When three or more signals independently identify the same artwork, the connection is unlikely to be noise. A work that is visually similar, shares subject codes, and depicts the same people is almost certainly a meaningful match — a copy, a companion piece, or a closely related work.
The pooled row shows which signals matched for each artwork via coloured mode badges (V Desc IC Lin Per Pl), sorted by the number of matching signals.
When find_similar is called, all six signals run concurrently.
The visual signal is best-effort (external API); the other five are local database queries.
Results are assembled into an HTML page and served via a time-limited URL.
Look up artwork metadata, types, descriptions, and IIIF image ID
Run all signals concurrently: 5 local DB queries + 1 external API call
Identify artworks appearing in 3+ signals, sort by count
Generate self-contained page with IIIF thumbnails, signal rows, metadata
HTTP: /similar/:uuid (30-min TTL). Stdio: temp file
The HTML page is a self-contained document with no external dependencies. It displays the query artwork with its full metadata, followed by horizontal scroll rows for each signal that produced results.
IIIF thumbnail (300px), title, creator, date, type badge. Below: description (Dutch), Iconclass codes (linked to iconclass.org), lineage qualifiers (linked to Getty AAT), depicted persons and places (linked to Wikidata).
One horizontal scroll strip per signal, in fixed order: Visual → Lineage → Iconclass → Description → Person → Place. Each row has a coloured header, methodology note, and result cards. Empty rows are hidden.
200px-wide cards with IIIF thumbnails (3:4 aspect ratio), rank + score, title (2-line clamp), creator. Detail line varies by signal: Iconclass codes, qualifier + creator, description snippet, or shared person/place names.
Artworks in 3+ signals, sorted by count descending. Each card shows coloured mode badges indicating which signals matched. This row appears first when present, highlighting the strongest connections.
Three artworks from different periods illustrating how different signal combinations reveal different kinds of connections.
48C513).
Each signal uses a scoring formula appropriate to its data. All vocabulary-based signals use IDF (inverse document frequency) as a core building block: terms that appear on fewer artworks get higher weights, preventing generic matches from dominating results.

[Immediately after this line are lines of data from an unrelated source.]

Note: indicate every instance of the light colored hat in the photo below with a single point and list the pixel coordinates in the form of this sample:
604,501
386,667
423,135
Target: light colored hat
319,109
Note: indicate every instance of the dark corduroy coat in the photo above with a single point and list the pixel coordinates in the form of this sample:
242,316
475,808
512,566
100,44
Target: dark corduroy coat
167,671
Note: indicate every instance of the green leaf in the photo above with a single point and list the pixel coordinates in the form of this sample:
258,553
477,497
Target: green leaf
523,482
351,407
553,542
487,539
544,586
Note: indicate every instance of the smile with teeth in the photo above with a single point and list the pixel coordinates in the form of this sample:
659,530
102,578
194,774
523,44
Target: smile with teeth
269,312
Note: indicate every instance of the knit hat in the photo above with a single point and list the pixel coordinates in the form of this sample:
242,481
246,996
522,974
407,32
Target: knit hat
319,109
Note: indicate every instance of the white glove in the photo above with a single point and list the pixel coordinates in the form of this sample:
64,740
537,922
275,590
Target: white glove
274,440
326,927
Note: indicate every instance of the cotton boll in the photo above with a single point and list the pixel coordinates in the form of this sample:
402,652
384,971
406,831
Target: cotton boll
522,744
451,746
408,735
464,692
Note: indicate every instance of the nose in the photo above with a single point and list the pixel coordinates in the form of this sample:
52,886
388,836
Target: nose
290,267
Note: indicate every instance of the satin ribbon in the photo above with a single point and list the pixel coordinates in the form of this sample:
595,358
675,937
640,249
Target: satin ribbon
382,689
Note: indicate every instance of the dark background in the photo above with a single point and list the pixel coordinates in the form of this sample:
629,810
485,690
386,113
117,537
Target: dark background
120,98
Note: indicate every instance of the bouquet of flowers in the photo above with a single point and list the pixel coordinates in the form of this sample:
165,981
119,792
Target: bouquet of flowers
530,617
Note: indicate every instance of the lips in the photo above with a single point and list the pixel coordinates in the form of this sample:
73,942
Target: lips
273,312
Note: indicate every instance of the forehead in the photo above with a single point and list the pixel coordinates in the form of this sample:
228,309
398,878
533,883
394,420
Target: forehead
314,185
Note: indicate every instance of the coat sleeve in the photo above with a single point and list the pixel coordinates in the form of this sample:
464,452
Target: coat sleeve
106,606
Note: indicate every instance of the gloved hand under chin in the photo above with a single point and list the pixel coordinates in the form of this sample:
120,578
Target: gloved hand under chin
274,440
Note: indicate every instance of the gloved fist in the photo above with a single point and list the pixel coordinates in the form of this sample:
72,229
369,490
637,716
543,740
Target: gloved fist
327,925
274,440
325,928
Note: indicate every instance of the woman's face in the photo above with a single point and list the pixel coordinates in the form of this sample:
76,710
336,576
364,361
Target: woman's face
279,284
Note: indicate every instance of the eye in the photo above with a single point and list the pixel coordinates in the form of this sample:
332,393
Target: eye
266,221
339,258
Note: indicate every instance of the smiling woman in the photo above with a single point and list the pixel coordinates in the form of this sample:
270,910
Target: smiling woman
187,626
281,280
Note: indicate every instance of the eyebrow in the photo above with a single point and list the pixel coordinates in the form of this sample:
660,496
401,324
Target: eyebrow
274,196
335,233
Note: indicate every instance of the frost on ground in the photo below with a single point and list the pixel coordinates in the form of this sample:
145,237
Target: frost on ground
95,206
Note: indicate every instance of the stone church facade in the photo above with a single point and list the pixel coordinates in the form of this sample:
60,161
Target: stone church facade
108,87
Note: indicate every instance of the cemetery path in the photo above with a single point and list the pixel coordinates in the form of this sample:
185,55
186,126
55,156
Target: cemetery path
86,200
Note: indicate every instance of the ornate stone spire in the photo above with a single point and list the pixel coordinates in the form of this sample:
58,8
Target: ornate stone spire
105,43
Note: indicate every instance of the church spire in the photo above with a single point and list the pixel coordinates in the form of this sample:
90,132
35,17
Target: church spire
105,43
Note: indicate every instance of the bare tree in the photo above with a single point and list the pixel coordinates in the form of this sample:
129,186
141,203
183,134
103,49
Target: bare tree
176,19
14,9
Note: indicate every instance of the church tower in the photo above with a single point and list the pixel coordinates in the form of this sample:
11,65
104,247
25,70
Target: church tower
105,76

| Signal | Formula | Precision | Notes |
|---|---|---|---|
| Visual | (rank order) | — | No numeric score; ordered by the external API |
| Description | 1 − cosine_dist | 3 dp | Embedding similarity, normalised to [0, 1] |
| Iconclass | depth × ln(N/df) | 1 dp | Deeper + rarer notations score higher |
| Lineage | strength × ln(N/df) | 2 dp | “After” (3×) beats “circle of” (1×) |
| Person | ln(N/df) | 2 dp | Rare people score higher |
| Place | ln(N/df) | 2 dp | Broad regions (>20 children) excluded |
The comparison page is generated server-side as self-contained HTML. Two serving modes support both Claude Desktop (stdio, file-based) and claude.ai (HTTP, URL-based).
The page is stored in a module-scope similarPages Map,
keyed by a random UUID. The route GET /similar/:uuid
serves the HTML. A 30-minute TTL sweeper runs every 60 seconds,
deleting pages not accessed within the window.
The page is written to os.tmpdir() as a local HTML file.
Same 30-minute TTL sweep applies. The LLM returns the file path for the
user to open in a browser.
The tool is enabled by default. Set ENABLE_FIND_SIMILAR=false
to disable it (e.g. in environments without the vocabulary database).
When disabled, the tool is not registered and does not appear in the tool list.
Requires the vocabulary database (1.1 GB) for all DB-based signals, plus the embeddings database (997 MB) for the Description signal. Visual signal needs internet access. Total: ~2.2 GB across three SQLite files, all memory-mapped.